Specific examples include @apostolou using a Reddit thread about self-reported reasons why men stay single to explore the topic through an evolutionary psychology lens. The author finds that among the most prevalent reasons that men stay single are poor flirting skills, low self-confidence and poor looks. It is argued that the change societal patterns of finding a mate for men has changed significantly over the past centuries. From pre-industrial societies where men gained access to women through conquest or through arranged marriages by parents, traits like flirting skills, looks and confidence were not important. In modern societies, however, where people are free to choose their spouses, these traits play a much bigger role.

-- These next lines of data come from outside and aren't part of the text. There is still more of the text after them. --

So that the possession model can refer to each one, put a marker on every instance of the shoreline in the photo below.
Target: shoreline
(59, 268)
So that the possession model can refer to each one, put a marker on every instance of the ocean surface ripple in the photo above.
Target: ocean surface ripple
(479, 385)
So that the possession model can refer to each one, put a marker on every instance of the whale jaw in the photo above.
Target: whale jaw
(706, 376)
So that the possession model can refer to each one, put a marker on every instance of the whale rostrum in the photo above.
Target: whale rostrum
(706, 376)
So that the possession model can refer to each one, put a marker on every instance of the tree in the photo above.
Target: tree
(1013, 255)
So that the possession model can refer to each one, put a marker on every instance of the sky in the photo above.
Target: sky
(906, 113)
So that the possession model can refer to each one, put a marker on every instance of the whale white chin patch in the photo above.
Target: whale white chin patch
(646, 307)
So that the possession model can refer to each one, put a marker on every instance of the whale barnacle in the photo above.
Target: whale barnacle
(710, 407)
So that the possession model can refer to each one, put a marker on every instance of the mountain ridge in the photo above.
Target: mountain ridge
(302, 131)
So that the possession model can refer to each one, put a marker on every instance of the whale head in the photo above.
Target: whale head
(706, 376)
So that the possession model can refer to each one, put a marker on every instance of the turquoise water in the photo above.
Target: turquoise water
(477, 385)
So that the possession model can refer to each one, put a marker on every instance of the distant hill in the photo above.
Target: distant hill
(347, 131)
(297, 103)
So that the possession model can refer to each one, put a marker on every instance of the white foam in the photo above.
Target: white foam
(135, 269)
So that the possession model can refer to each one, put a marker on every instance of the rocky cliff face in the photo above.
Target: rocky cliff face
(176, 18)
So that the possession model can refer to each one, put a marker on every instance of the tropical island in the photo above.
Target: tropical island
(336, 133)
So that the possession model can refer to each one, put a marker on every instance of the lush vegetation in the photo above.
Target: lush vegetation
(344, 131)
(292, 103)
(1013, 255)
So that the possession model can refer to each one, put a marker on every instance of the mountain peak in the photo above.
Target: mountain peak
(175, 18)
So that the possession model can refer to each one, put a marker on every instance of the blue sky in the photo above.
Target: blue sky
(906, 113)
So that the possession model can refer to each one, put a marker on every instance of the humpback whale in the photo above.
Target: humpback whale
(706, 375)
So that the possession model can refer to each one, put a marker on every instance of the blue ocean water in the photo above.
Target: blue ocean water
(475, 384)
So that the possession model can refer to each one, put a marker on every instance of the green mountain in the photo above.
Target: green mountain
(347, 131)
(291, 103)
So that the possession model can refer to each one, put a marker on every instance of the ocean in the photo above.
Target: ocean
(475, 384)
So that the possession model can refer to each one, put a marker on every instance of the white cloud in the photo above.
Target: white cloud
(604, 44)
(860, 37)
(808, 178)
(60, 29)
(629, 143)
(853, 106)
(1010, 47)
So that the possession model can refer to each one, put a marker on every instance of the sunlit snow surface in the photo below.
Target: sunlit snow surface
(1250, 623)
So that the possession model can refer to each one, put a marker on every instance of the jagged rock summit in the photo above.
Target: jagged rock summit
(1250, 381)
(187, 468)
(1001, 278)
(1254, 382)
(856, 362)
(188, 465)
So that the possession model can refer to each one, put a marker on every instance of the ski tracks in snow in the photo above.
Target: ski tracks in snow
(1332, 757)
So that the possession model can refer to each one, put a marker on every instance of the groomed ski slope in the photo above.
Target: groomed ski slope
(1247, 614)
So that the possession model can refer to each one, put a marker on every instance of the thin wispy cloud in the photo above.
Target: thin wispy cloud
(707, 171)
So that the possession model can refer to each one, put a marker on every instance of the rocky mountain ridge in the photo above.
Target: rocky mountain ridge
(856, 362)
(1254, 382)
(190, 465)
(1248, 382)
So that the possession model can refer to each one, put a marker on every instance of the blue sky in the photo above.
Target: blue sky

Reddit is also used for research into the extreme right. For example @gaudette perform an analysis on a sample of most popular comments compared to random comments sampled from the *The_Donald* subreddit. The authors show that the top comments in the subreddit paint a strongly negative view and sometimes advocate violence towards Muslims and left-wingers as opposed to a random sample of comments from the subreddit. The authors argue that this encourages a collective identity of the subreddit that calls for violence against minorities and political opponents of right-wingers.
@chipidza discusses the reliability of news content being discussed in regards to the COVID pandemic among conservatives and liberals in the US. The authors find that liberal subreddits discuss topics related to Trump, the White House and economic relief topics. For conservatives the primary topics of discussion are China and deaths caused by COVID. Additionally, liberal subreddits contain more articles from credible news sources compared to conservative subreddits.